Absurdo, inteligente y surrealista son las palabras que más se utilizan para definir el humor del dúo cómico Faemino y Cansado que lleva más de cuatro décadas en los escenarios y las televisiones de nuestro país. Desde las actuaciones en el Retiro hasta tener su propio programa en televisión las actuaciones de Faemino y Cansado no paraban, hasta hace un año. 

Javier Cansado anuncia que tiene cáncer© Getty Images

El verano pasado el conocido dúo cómico suspendía su gira 17 veces, realoaded tras el diagnóstico que recibía en este tiempo Javier Cansado. El humorista tenía que anunciar su ausencia de los escenarios y de cualquier proyecto en el que estuviera involucrado debido al cáncer. Lo anunció desde sus redes sociales con un mensaje: "Un tumor era el culpable. Me han operado y esta semana empiezo el tratamiento, así que estaré varios meses sin participar en mis movidas. Un abrazo". 

El cómico había evitado hasta ahora informar de su estado de salud tras el diagnóstico, pero ha vuelto para dar un mensaje lleno de determinación: "Amigos, amigas, se cumple un año desde que me diagnosticaron cáncer. Llevo en tratamiento desde entonces y aún no tengo el alta. Sigo sin reincorporarme a mis trabajos", ha escrito. "Viajo, como tantos, en una montaña rusa, pero no desfallezco. ¡Nunca! Gracias por vuestro apoyo. Un abrazo"

El actor Javier Cansado, en una imagen de archivo© GTRES

Un verano que cambió todo

El verano del 2025 Cansado debía poner en una pausa indefinida todas sus actividades por al tratamiento que debía recibir. Ya había sido operado de un tumor, pero el proceso de recuperación aún tenía que continuar. Las respuestas a su comunicado no se hicieron esperar: desde compañeros como Dani Rovira, JJ Vaquero o Aitor Albizua, hasta seguidores anónimos, las redes se inundaron de mensajes de cariño. Fue el inicio de un proceso en el que el humorista, lejos de buscar protagonismo, prefirió centrarse en lo único que importaba: el tratamiento.

En sus redes sociales, sin embargo, en estos meses no ha dejado de mostrar su apoyo y cariño a sus compañeros de Todopoderosos: Arturo González-Campos, Rodrigo Cortés, y Juan Gómez-Jurado, un podcast mensual centrado en hablar de cine, libros, series y cómics. 

El comunicado sobre su estado de salud ha tomado desprevenidos a todos sus seguidores, que estaban ya acostumbrados al carácter reservado del cómico, pero no han dudado en mandar todo su apoyo en el proceso por el que Cansado está pasando. 

Javier Cansado, junto a Javier Coronas y Pepe Colubi en los Premios Ondas© GTRES

La montaña rusa de la recuperación

 Aunque la meta aún no se ha alcanzado y la reincorporación a sus proyectos sigue siendo una asignatura pendiente, su determinación es absoluta

La carrera de Javier Cansado junto con su compañero Carlos Faemino ha definido el humor absurdo e inteligente en España. Desde sus inicios humildes actuando en el Retiro y pasando la gorra, hasta convertirse en un referente indiscutible en programas como Pero ¿esto qué es?, Crónicas Marcianas y sus exitosas giras por toda España. 
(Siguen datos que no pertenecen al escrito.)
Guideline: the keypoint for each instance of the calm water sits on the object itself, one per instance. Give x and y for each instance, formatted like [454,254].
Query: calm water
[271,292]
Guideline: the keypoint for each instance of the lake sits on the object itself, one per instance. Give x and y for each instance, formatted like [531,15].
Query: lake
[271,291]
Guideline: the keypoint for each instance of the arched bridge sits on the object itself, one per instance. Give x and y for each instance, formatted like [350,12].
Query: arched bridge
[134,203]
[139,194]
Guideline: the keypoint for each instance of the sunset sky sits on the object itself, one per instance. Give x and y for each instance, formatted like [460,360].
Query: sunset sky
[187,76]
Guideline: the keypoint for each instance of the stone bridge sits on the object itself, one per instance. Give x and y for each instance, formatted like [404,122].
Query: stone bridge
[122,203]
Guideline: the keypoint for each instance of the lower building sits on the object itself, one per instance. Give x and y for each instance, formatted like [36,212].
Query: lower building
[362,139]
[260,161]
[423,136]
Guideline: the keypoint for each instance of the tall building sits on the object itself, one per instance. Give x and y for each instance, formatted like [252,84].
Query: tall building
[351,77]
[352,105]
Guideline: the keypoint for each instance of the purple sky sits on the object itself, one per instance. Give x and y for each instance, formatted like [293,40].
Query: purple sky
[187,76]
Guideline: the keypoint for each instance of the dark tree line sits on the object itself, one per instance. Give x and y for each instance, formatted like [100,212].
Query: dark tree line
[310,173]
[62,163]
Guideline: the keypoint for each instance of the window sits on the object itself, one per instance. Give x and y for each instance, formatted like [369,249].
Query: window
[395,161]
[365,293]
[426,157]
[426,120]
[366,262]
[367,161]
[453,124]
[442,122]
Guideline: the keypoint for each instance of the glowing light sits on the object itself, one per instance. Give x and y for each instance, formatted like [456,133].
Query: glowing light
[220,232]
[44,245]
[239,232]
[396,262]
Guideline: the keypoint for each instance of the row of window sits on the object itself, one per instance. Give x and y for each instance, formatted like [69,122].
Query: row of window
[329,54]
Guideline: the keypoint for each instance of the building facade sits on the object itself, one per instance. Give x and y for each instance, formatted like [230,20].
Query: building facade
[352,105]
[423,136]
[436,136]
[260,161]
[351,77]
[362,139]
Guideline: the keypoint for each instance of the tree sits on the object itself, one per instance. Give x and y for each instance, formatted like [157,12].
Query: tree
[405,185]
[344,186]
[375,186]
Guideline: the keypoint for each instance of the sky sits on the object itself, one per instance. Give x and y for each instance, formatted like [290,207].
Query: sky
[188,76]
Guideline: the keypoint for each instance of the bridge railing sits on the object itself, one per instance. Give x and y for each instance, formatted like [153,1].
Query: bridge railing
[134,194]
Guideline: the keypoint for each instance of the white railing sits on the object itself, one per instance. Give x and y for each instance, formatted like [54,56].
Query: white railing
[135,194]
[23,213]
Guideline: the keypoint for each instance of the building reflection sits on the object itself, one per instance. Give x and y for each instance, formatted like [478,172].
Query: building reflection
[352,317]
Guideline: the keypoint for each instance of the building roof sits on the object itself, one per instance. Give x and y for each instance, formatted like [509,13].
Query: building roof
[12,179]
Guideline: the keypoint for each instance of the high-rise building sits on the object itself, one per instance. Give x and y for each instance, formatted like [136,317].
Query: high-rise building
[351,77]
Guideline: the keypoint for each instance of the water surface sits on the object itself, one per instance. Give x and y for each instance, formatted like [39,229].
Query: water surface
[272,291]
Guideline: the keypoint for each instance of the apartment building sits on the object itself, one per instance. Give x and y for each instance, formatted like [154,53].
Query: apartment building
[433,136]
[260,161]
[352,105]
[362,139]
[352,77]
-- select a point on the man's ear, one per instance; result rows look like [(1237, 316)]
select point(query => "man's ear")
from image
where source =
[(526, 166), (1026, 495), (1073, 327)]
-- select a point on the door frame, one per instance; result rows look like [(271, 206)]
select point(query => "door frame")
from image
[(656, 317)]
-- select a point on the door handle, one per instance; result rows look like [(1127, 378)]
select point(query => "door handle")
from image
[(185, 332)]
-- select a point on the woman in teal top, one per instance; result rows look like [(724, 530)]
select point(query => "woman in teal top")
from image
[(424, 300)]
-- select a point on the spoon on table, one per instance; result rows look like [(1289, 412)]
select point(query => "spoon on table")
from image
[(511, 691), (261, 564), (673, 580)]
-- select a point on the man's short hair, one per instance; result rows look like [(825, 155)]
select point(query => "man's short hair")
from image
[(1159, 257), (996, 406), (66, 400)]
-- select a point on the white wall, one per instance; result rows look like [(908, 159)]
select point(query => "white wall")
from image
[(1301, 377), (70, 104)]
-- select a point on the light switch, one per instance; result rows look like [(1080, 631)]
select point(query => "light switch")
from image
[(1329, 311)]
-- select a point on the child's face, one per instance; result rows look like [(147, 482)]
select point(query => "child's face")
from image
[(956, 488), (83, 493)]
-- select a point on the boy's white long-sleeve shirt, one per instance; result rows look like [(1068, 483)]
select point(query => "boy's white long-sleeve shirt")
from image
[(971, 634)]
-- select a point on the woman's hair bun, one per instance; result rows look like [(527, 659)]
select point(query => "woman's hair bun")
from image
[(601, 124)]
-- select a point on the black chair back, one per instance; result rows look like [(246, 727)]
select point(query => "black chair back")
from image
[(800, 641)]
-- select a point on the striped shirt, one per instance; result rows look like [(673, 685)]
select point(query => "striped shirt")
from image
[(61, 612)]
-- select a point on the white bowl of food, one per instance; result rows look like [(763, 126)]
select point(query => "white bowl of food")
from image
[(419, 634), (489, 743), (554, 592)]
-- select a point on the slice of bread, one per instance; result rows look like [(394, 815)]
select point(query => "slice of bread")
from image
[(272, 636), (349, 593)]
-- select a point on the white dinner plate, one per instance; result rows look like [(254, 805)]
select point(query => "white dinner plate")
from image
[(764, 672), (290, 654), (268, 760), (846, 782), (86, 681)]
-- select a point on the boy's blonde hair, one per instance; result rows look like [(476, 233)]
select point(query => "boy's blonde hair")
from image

De manera individual Cansado además de Todopoderosos también participaba en Ilustres Ignorantes con Javier Coronas y Pepe Colubi, demostrando una y otra vez su gran capacidad para el humor. 

Ese legado es precisamente lo que hace que su ausencia se sienta con tanto peso, pero también lo que alimenta la esperanza de un regreso futuro que todos esperan. La avalancha de apoyo público que ha recibido en cada paso de su enfermedad no es solo un tributo a su talento, sino un reconocimiento a la persona que, durante décadas, ha hecho la vida de los demás un poco más colorida y alegre. 

Mientras el tratamiento continúa y el humorista se toma el tiempo necesario para sanar, el mensaje que ha dejado es claro: la batalla sigue, pero el espíritu permanece intacto.